Evaluating the Socio-Environmental Costs of Increased Pesticide Use in Brazil
Brazil is one of the largest consumers of pesticides in the world. In fact, according to data provided by the Brazilian Institute of the Environment and Renewable Natural Resources (IBAMA), Brazil’s consumption of pesticides is rapidly increasing with roughly 162,000 tons of pesticides used in 2000 compared to the roughly 549,000 tons used in 2018.
Proponents of pesticides advocate for the use of agrochemicals as a means of increasing agricultural productivity and maximizing crop yields. However, while pesticides make crops more resistant to pests and other diseases, they also pose serious risks to human health, as well as to the terrestrial and aquatic ecosystems in which they are applied. To better understand the risks posed by the increased use of pesticides in agriculture and farming, Conservation Strategy Fund (CSF) partnered with the Brazilian Federal Public Prosecutor's Office (MPF) to conduct an analysis on the social and environmental consequences of increased pesticide use across Brazil.
In our study, the “Social and Environmental Costs of Pesticides and Valuation of Its Impacts,” CSF found that in 2018 alone, the potential costs for pesticide use in Brazil was more than 3 billion reais (BRL). This figure includes the estimated health costs from acute pesticide poisoning and the increased risks of cancer, as well as the loss of critical biodiversity, particularly to native bee populations and the resulting loss in pollination. These estimates are alarming in that they demonstrate the true costs of pesticide use to local communities and ecosystems, providing support for the MPF to potentially pursue legal action against pesticide users and secure financial compensation for those disproportionately impacted by pesticide use in the future.

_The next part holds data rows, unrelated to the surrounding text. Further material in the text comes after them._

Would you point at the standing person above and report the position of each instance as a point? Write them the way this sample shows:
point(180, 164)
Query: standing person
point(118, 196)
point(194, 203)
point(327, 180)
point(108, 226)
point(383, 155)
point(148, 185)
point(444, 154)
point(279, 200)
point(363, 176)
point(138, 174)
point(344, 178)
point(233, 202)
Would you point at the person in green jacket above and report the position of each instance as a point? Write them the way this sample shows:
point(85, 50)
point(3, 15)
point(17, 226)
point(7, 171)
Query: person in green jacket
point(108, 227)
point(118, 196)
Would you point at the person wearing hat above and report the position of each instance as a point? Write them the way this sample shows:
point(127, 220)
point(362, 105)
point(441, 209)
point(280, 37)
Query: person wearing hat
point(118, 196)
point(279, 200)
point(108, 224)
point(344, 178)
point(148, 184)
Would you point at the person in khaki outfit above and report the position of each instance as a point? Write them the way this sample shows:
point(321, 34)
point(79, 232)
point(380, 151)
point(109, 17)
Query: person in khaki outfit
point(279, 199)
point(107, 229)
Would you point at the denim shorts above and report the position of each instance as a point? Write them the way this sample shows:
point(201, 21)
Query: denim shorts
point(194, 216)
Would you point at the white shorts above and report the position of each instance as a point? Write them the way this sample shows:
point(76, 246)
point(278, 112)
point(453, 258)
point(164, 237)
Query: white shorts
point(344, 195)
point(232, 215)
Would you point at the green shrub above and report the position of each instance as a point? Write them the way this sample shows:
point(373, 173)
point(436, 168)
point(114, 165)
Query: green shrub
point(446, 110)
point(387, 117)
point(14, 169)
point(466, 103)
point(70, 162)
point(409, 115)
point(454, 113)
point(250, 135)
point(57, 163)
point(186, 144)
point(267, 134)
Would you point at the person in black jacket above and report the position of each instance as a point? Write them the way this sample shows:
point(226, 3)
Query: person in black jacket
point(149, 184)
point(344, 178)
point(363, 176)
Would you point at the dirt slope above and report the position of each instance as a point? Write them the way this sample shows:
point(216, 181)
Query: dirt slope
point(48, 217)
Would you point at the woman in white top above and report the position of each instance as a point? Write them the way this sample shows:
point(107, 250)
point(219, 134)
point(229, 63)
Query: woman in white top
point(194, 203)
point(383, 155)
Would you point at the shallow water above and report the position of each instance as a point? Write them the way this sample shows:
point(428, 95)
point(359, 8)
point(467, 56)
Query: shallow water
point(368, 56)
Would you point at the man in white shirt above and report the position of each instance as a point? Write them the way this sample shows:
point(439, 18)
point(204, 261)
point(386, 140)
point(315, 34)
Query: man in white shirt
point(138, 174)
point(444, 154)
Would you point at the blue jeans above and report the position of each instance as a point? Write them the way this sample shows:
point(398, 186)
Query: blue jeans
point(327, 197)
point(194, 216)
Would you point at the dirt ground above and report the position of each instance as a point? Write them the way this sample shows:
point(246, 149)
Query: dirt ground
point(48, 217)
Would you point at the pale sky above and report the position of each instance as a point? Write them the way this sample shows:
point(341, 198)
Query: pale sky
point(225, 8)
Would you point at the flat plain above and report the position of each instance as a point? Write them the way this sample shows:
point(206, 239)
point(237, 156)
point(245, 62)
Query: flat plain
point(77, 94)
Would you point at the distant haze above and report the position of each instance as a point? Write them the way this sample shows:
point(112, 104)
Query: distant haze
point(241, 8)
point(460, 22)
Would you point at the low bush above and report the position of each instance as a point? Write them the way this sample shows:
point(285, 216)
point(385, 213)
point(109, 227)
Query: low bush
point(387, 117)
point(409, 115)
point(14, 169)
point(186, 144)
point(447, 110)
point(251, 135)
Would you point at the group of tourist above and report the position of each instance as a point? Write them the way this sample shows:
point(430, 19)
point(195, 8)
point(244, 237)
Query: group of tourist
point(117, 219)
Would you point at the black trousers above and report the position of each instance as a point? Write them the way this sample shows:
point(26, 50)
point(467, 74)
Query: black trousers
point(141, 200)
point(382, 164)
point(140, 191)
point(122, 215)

Right now, the government provides 10 billion reais (BRL) annually in tax exemptions related to pesticide use and there is considerable pressure to ease the legal restrictions governing pesticides even further. Using CSF’s analysis, the MPF can now use these estimates to argue for stricter regulations of pesticide use nationwide and make the economic case for financial compensation if pesticides are used indiscriminately. Understanding the impact that pesticides have on our communities and ecosystems provides the first step to further actions, including transitioning to agro-ecological production models, implementing use-control policies, and ending subsidies for pesticides. It is our hope that with our analysis, the MPF can now use this information to safeguard Brazilian farmland and farm communities from further harm.